La presenza di sintomatologia e mortalità è stata associata al 56% dei casi riguardanti pesci di allevamento,
prevalentemente branzini. Per quanto riguarda i selvatici non sono disponibili informazioni di tipo
epidemiologico-anamnestico relative all’eventuale sintomatologia/mortalità associate.

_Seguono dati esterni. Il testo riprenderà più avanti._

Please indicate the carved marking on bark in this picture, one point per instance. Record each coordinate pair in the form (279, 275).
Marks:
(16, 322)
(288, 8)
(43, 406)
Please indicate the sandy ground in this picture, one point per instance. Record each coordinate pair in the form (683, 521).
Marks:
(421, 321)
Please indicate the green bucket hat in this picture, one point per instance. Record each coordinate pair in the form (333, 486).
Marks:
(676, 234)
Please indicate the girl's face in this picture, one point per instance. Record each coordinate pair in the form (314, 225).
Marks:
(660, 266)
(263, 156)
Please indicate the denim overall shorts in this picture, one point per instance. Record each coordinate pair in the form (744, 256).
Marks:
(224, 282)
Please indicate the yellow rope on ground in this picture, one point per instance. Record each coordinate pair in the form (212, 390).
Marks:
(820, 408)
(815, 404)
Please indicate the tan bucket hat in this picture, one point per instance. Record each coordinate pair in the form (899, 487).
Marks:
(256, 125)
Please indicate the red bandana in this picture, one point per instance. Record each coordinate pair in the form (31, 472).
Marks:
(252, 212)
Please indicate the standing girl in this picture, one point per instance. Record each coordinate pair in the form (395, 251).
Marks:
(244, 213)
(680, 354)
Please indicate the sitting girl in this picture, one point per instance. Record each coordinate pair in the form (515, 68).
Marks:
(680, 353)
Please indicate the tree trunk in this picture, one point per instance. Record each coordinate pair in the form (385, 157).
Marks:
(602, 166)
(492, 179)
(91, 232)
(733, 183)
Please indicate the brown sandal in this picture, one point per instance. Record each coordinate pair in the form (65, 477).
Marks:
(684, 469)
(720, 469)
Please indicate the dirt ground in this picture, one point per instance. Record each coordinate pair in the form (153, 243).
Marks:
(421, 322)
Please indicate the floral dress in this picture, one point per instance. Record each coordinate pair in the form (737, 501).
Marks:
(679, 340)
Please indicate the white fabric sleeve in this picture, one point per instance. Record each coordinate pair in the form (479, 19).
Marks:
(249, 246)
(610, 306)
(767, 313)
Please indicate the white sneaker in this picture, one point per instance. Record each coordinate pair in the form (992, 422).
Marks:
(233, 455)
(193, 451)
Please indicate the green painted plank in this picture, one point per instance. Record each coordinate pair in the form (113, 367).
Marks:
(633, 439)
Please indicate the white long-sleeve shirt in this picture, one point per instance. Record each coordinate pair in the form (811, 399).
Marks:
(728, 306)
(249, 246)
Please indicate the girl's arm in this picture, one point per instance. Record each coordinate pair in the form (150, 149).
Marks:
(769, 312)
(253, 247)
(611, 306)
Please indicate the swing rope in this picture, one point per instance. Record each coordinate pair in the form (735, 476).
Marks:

Nella maggior parte dei casi il virus è stato rilevato in campioni prelevati nei mesi più caldi, nel periodo
compreso tra luglio e ottobre.
Questo studio preliminare mette in luce l’effettiva presenza di Betanodavirus nei pesci allevati e selvatici dei
mari italiani. Vista l'importanza economico-strategica della produzione italiana di larve ed avannotti di specie
eurialine e l'impatto che possono avere i focolai di ERV sugli stock selvatici, l’applicazione di specifici piani di
monitoraggio sarebbe di particolare interesse per conoscere la reale entità del fenomeno. Inoltre la
strutturazione di una raccolta dati epidemiologico-anamnestico risulterebbe utile per valutare
preliminarmente i possibili fattori in causa correlati alle positività/casi di malattia conclamata ed alle possibili
relazioni fra stato di salute degli animali allevati e selvatici in prossimità degli impianti d’allevamento.